FOR IMMEDIATE RELEASE
TORONTO, ON – The Ontario Student Trustees’ Association – l’Association des élèves conseillers et conseillères de l’Ontario (OSTA-AECO) encourages the Ministry of Education, the Ontario Public School Board Association (OPSBA), and the Ontario Secondary School Teacher’s Federation (OSSTF) to put students first in coming to an agreement on teacher contracts.
OSTA-AECO has met with all three parties, and appreciates the value they put on student achievement, and student voice in the bargaining process. OPSBA President Michael Barrett said “Our collective agreements must build public confidence by reducing barriers that impede learning conditions in schools and enhance student achievement, learning and well-being,”
Trevor Sookraj, OSTA-AECO President and Peel District School Board Student Trustee, comments “We recognize that collective bargaining can be a tedious process, and we appreciate that OPSBA, OSSTF, and the Ministry of Education have answered student concerns and value our voice. If student well-being is a priority during discussions, we are confident that not only will students return to their classes soon, but also that students will prosper from whatever agreement that three parties come to.”

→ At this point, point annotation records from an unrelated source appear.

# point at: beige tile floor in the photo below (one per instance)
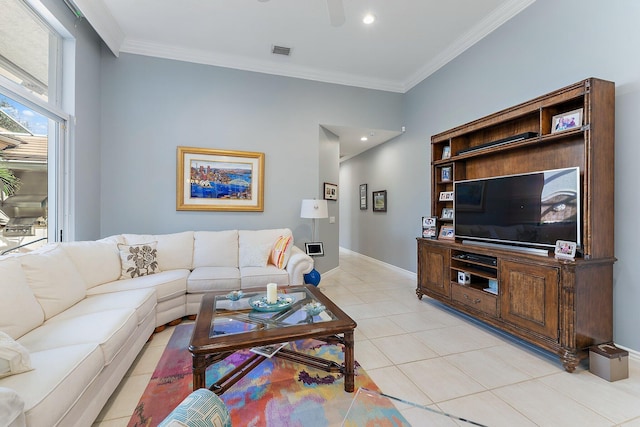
(424, 353)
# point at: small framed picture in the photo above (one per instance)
(380, 201)
(330, 191)
(446, 233)
(429, 233)
(363, 197)
(565, 250)
(566, 121)
(314, 248)
(446, 196)
(445, 174)
(428, 221)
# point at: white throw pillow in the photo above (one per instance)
(138, 260)
(14, 358)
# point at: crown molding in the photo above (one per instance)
(275, 68)
(494, 20)
(102, 22)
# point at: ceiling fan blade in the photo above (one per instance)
(336, 12)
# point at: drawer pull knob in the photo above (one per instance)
(475, 301)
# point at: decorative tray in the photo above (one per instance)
(259, 302)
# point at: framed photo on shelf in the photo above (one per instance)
(565, 250)
(428, 221)
(429, 233)
(446, 233)
(429, 227)
(363, 197)
(447, 213)
(380, 201)
(314, 248)
(565, 121)
(330, 191)
(202, 182)
(445, 174)
(446, 196)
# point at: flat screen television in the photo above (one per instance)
(532, 209)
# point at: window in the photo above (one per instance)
(32, 129)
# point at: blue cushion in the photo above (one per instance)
(202, 408)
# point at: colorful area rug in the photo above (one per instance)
(276, 393)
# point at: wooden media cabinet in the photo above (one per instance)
(564, 306)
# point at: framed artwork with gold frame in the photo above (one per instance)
(219, 180)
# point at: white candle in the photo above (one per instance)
(272, 293)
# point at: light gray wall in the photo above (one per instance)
(329, 172)
(549, 45)
(150, 106)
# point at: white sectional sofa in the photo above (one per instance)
(78, 320)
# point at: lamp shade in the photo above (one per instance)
(313, 208)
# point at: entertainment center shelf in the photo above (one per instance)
(564, 306)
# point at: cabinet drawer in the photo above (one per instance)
(475, 298)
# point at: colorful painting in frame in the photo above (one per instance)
(219, 180)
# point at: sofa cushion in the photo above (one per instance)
(207, 279)
(97, 262)
(215, 249)
(253, 277)
(138, 260)
(14, 358)
(20, 312)
(53, 278)
(110, 329)
(142, 301)
(281, 251)
(175, 251)
(59, 376)
(11, 408)
(167, 284)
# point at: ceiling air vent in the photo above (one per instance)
(281, 50)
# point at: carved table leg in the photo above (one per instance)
(198, 369)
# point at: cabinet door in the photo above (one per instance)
(529, 297)
(433, 269)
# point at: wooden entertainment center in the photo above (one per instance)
(564, 306)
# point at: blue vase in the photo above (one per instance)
(312, 278)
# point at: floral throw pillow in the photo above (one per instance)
(138, 260)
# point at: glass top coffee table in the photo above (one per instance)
(229, 322)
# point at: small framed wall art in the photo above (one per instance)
(363, 197)
(380, 201)
(446, 196)
(314, 248)
(330, 191)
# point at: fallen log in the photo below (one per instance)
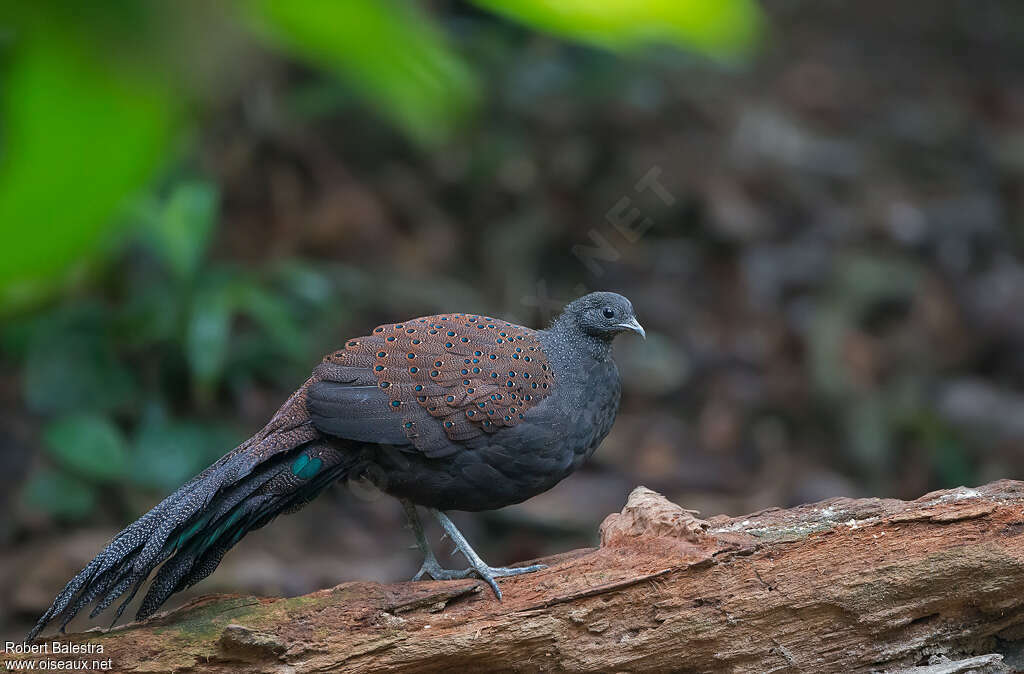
(933, 585)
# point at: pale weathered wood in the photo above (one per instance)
(935, 584)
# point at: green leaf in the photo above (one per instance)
(88, 445)
(273, 317)
(168, 454)
(208, 332)
(60, 495)
(80, 133)
(387, 48)
(716, 28)
(71, 364)
(182, 229)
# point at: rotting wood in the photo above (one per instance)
(844, 585)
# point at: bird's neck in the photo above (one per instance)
(564, 341)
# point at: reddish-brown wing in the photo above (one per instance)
(473, 374)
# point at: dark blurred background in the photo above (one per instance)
(815, 207)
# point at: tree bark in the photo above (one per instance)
(933, 585)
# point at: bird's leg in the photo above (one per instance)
(430, 567)
(477, 565)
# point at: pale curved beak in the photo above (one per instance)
(635, 326)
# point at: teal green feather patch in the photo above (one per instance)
(299, 464)
(309, 469)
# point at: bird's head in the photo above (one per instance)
(603, 314)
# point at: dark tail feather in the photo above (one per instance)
(193, 529)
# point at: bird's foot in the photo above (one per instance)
(489, 574)
(431, 569)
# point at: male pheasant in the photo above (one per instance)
(451, 412)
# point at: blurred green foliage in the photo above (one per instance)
(86, 125)
(94, 368)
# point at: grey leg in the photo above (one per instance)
(488, 574)
(430, 567)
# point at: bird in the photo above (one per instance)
(444, 412)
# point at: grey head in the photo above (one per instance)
(601, 314)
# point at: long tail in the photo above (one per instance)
(279, 470)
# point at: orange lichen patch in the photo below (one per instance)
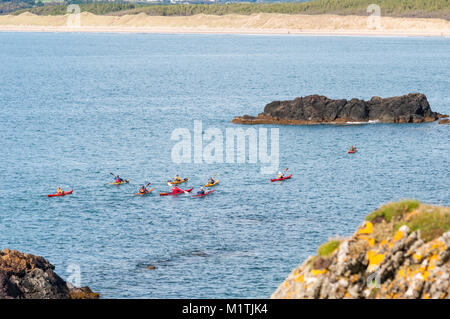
(437, 244)
(374, 258)
(367, 229)
(300, 278)
(398, 235)
(316, 272)
(411, 215)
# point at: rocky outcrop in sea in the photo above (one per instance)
(402, 250)
(25, 276)
(317, 109)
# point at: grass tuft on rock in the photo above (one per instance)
(391, 210)
(327, 248)
(432, 221)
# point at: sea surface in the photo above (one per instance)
(76, 107)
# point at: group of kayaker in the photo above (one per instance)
(175, 189)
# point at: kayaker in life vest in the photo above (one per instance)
(143, 189)
(176, 190)
(118, 179)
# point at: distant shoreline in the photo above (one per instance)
(256, 24)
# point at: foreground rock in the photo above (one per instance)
(25, 276)
(383, 259)
(317, 109)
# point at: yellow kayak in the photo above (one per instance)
(177, 182)
(211, 185)
(115, 183)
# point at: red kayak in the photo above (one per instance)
(201, 195)
(177, 193)
(281, 179)
(62, 194)
(147, 192)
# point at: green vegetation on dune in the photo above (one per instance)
(391, 210)
(327, 248)
(401, 8)
(430, 220)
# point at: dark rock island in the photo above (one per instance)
(25, 276)
(317, 109)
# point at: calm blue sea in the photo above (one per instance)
(75, 107)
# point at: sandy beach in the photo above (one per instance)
(228, 24)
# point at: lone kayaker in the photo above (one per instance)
(143, 189)
(176, 190)
(118, 179)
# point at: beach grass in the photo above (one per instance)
(396, 8)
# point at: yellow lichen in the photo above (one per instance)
(316, 272)
(374, 258)
(300, 278)
(398, 235)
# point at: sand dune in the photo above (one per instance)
(246, 24)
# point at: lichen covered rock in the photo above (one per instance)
(25, 276)
(402, 250)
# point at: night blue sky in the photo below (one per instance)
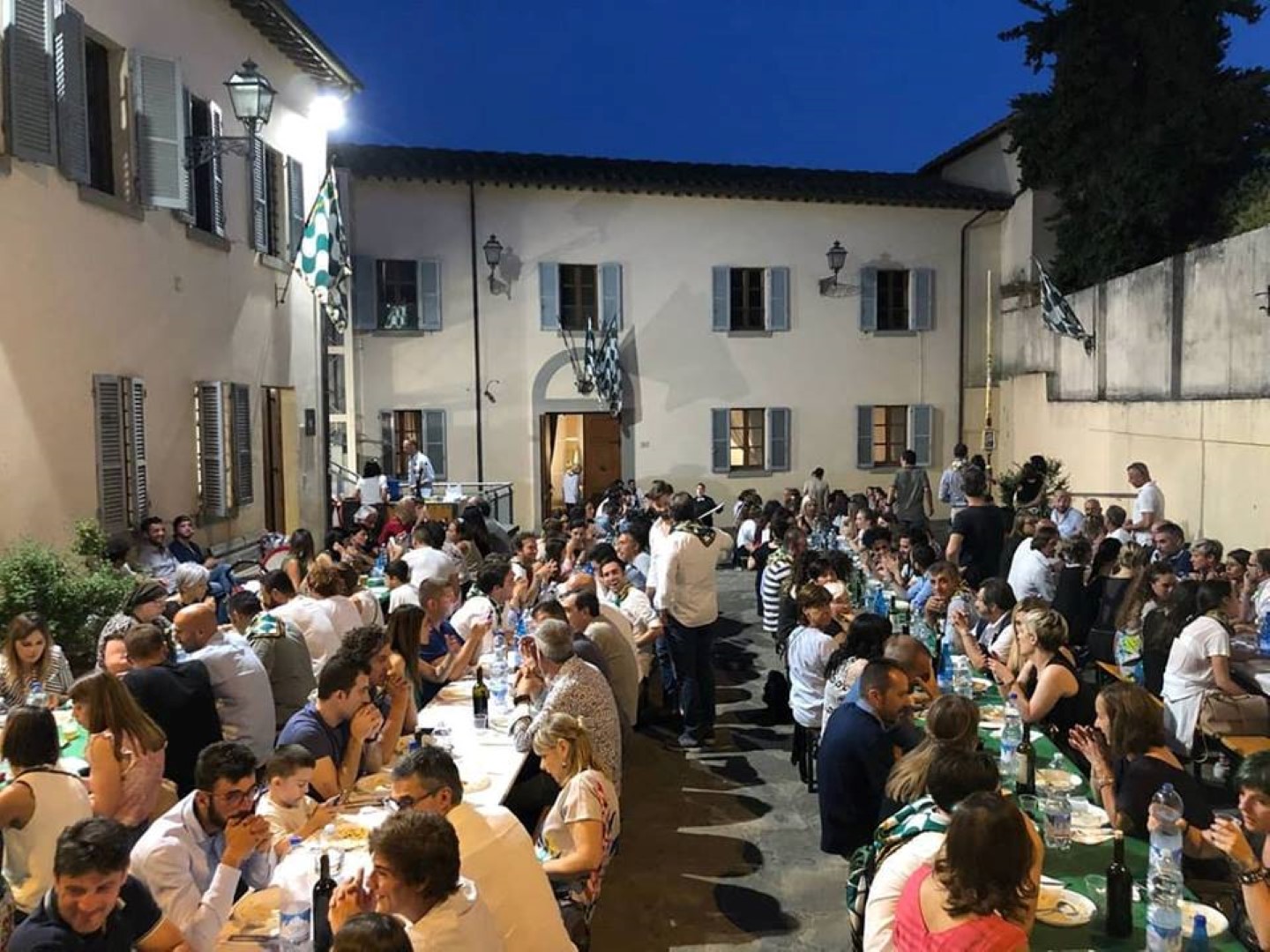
(863, 84)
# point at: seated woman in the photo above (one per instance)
(981, 893)
(31, 655)
(1047, 688)
(577, 837)
(124, 750)
(37, 807)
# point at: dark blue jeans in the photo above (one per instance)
(691, 651)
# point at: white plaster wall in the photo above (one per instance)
(92, 291)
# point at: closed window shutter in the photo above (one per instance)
(923, 288)
(430, 294)
(549, 296)
(112, 481)
(721, 455)
(258, 197)
(721, 283)
(296, 210)
(921, 428)
(869, 300)
(435, 441)
(217, 173)
(365, 294)
(779, 439)
(161, 131)
(211, 450)
(71, 95)
(29, 123)
(778, 299)
(611, 294)
(138, 494)
(244, 475)
(863, 437)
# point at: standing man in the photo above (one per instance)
(952, 493)
(1148, 505)
(911, 494)
(419, 472)
(689, 602)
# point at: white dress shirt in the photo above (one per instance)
(498, 856)
(179, 863)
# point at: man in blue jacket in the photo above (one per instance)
(857, 750)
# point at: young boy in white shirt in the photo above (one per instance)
(286, 804)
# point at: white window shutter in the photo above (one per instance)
(31, 129)
(161, 131)
(70, 92)
(112, 480)
(213, 453)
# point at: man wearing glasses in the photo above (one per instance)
(193, 857)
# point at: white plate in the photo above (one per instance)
(1213, 918)
(1072, 909)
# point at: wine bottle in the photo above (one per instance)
(323, 891)
(1119, 893)
(1025, 756)
(481, 697)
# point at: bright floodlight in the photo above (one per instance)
(328, 112)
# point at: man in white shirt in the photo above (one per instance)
(687, 598)
(193, 857)
(1148, 505)
(494, 852)
(415, 876)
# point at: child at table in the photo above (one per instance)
(286, 804)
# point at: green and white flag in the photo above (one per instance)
(323, 257)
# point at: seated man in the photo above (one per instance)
(415, 876)
(178, 697)
(494, 851)
(280, 649)
(93, 896)
(857, 750)
(244, 698)
(193, 857)
(335, 727)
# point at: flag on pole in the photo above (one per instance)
(1058, 314)
(323, 256)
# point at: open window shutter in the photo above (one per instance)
(387, 442)
(435, 441)
(217, 173)
(365, 294)
(869, 300)
(430, 294)
(721, 280)
(921, 428)
(138, 495)
(295, 205)
(923, 288)
(161, 131)
(721, 441)
(71, 95)
(778, 299)
(259, 198)
(778, 439)
(112, 481)
(211, 449)
(611, 294)
(549, 296)
(28, 79)
(863, 437)
(240, 410)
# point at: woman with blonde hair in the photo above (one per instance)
(124, 750)
(31, 655)
(952, 723)
(579, 830)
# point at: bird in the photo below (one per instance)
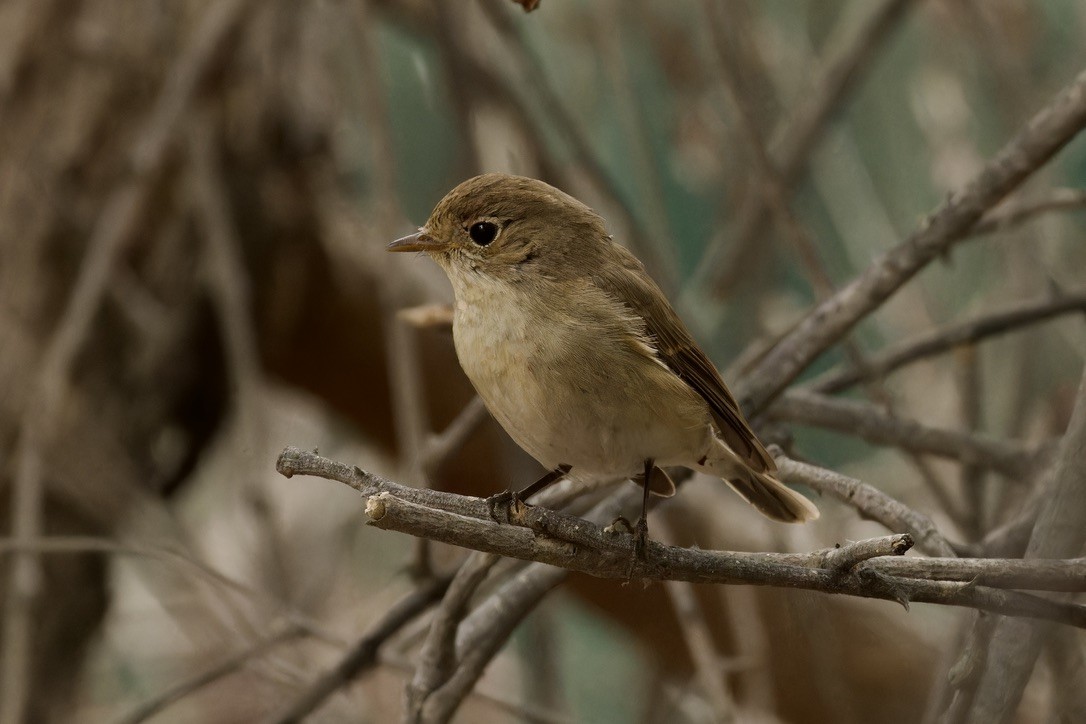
(577, 353)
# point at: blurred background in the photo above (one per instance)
(194, 199)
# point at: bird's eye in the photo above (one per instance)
(483, 232)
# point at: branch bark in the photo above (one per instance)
(572, 543)
(1048, 131)
(1059, 531)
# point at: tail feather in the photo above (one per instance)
(773, 498)
(770, 496)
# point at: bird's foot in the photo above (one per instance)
(640, 554)
(506, 499)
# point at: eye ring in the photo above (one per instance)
(483, 232)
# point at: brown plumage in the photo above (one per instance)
(577, 352)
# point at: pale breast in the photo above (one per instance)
(575, 385)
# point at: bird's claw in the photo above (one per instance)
(507, 499)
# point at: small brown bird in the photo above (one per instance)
(577, 353)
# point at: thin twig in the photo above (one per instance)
(364, 653)
(576, 544)
(1014, 212)
(437, 661)
(797, 139)
(212, 674)
(699, 642)
(1012, 458)
(870, 502)
(1048, 131)
(113, 228)
(944, 339)
(1059, 532)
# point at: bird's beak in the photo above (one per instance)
(419, 241)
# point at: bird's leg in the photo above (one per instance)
(641, 529)
(509, 496)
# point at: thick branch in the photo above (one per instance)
(572, 543)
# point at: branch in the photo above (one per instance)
(214, 673)
(1012, 458)
(871, 503)
(721, 264)
(1017, 211)
(947, 338)
(363, 655)
(575, 544)
(1059, 531)
(1044, 136)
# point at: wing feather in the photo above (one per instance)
(629, 282)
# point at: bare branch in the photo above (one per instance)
(1015, 211)
(945, 339)
(1033, 574)
(803, 132)
(1012, 458)
(364, 653)
(221, 670)
(572, 543)
(1049, 130)
(871, 503)
(1059, 532)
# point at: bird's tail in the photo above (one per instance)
(769, 495)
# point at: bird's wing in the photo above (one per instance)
(629, 282)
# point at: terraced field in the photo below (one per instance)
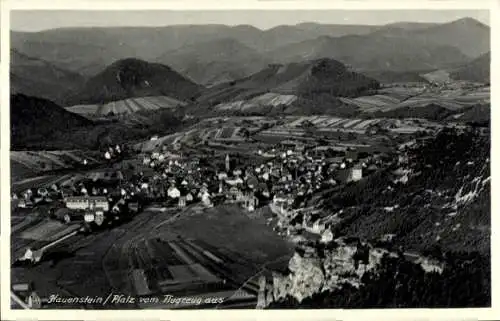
(127, 106)
(394, 98)
(265, 100)
(222, 134)
(26, 163)
(293, 128)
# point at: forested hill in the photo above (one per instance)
(435, 201)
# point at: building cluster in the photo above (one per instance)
(285, 176)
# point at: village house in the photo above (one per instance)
(182, 202)
(250, 202)
(173, 192)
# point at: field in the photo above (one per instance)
(126, 106)
(265, 100)
(193, 252)
(399, 97)
(221, 134)
(437, 76)
(29, 163)
(326, 124)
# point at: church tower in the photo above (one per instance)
(228, 167)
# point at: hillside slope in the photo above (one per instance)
(129, 78)
(477, 70)
(215, 61)
(36, 120)
(436, 195)
(468, 35)
(35, 77)
(372, 52)
(309, 79)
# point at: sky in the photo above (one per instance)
(42, 20)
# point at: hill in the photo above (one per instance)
(310, 80)
(37, 119)
(131, 78)
(39, 124)
(373, 52)
(436, 195)
(477, 70)
(36, 77)
(89, 50)
(390, 77)
(468, 35)
(214, 61)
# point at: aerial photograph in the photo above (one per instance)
(250, 159)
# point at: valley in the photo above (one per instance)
(309, 169)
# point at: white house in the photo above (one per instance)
(173, 192)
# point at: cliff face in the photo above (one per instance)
(311, 274)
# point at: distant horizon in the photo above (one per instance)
(38, 21)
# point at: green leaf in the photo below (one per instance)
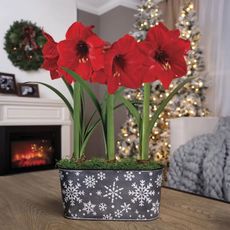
(131, 109)
(64, 99)
(86, 88)
(165, 102)
(87, 136)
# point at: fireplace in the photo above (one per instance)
(29, 148)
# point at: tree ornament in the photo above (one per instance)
(23, 44)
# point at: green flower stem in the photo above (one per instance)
(144, 141)
(110, 128)
(77, 121)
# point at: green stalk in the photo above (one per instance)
(77, 121)
(110, 128)
(144, 140)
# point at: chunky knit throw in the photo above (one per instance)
(202, 165)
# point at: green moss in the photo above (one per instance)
(99, 164)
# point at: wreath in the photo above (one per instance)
(23, 44)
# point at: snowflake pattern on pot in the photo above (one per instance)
(71, 192)
(113, 191)
(129, 176)
(142, 193)
(89, 208)
(158, 181)
(111, 194)
(90, 181)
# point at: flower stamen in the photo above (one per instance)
(162, 57)
(82, 50)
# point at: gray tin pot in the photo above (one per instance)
(111, 194)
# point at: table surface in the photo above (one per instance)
(32, 201)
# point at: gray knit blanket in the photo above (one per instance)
(202, 165)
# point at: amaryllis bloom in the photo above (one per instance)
(123, 64)
(50, 56)
(165, 53)
(82, 52)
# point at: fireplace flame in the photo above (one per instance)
(33, 156)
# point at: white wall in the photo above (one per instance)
(55, 16)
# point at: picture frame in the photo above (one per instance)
(28, 90)
(8, 83)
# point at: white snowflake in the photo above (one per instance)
(61, 175)
(89, 208)
(142, 193)
(155, 207)
(77, 173)
(113, 192)
(102, 207)
(118, 213)
(101, 176)
(107, 217)
(125, 207)
(99, 192)
(90, 181)
(158, 181)
(129, 176)
(71, 192)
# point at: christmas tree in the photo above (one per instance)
(188, 102)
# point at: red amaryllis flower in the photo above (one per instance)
(123, 64)
(50, 56)
(165, 55)
(82, 51)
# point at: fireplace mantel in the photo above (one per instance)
(20, 111)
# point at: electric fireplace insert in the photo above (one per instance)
(29, 148)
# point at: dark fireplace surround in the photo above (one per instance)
(29, 148)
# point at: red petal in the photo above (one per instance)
(84, 70)
(148, 48)
(112, 85)
(166, 78)
(152, 73)
(49, 64)
(54, 74)
(68, 57)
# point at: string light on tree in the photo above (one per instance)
(188, 102)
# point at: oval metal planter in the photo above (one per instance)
(111, 194)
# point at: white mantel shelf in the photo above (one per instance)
(36, 111)
(21, 111)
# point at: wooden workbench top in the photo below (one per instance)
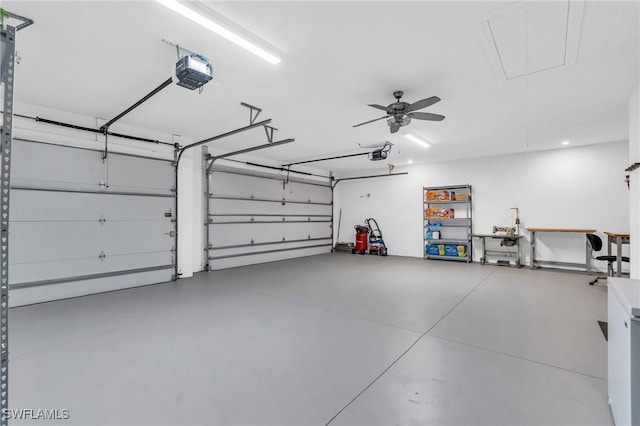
(579, 230)
(496, 236)
(617, 234)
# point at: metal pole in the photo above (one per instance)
(368, 177)
(327, 158)
(223, 135)
(255, 148)
(106, 125)
(8, 40)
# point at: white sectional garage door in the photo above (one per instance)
(81, 225)
(256, 217)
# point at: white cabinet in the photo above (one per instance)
(624, 350)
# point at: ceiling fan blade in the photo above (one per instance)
(370, 121)
(379, 107)
(426, 116)
(423, 103)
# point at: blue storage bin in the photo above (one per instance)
(432, 250)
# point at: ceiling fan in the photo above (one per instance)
(400, 113)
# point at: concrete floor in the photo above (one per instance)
(336, 339)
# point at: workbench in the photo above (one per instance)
(536, 263)
(514, 254)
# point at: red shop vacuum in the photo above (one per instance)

Durham District School Board secondary students enter their 5th straight week without class, with Rainbow District School Board secondary students into their 4th week, and Peel District School Board secondary students starting their 3rd week. No action has been taken against the other four school boards identified in the initial announcement (Ottawa-Carleton, Lakehead, Halton, and Waterloo).
Students are largely confused by why strike action has taken place, and struggle to find reasoning behind issues like classroom caps and seniority hiring practices. The Ministry of Education responded to these concerns, stating that looser classroom caps provide more flexibility to administration in providing students with the courses they need, especially in rural areas where even required courses can be difficult to offer due to low enrolment. Teacher unions argue that classroom caps should not be at the central bargaining table, as the caps will differ from one board to another.
“Our priority during bargaining is the working conditions of our members which translates directly into learning conditions for all students….during this round of bargaining we have been adamant that the recognition of class caps must be maintained and the time teachers have for one on one student assistance cannot be diminished.” said Paul Elliott, President of the OSSTF.
In an effort to answer other questions from students, OSTA-AECO is working collaboratively with the Ministry of Education and OSSTF to develop a strike action fact sheet. Some school boards, such as the Peel District School Board, have already answered the call by creating their own electronic strike action fact sheet, actively updating website information and engaging in frequent social media communication with students.
Though many affected students feel unprepared for post-secondary education and future grades, school boards have released online resources on subject matter for self-directed learning, as has the Ministry of Education. The Ministry is also investigating summer preparatory courses offered by universities and colleges, to ensure incoming students are achieving to their full potential.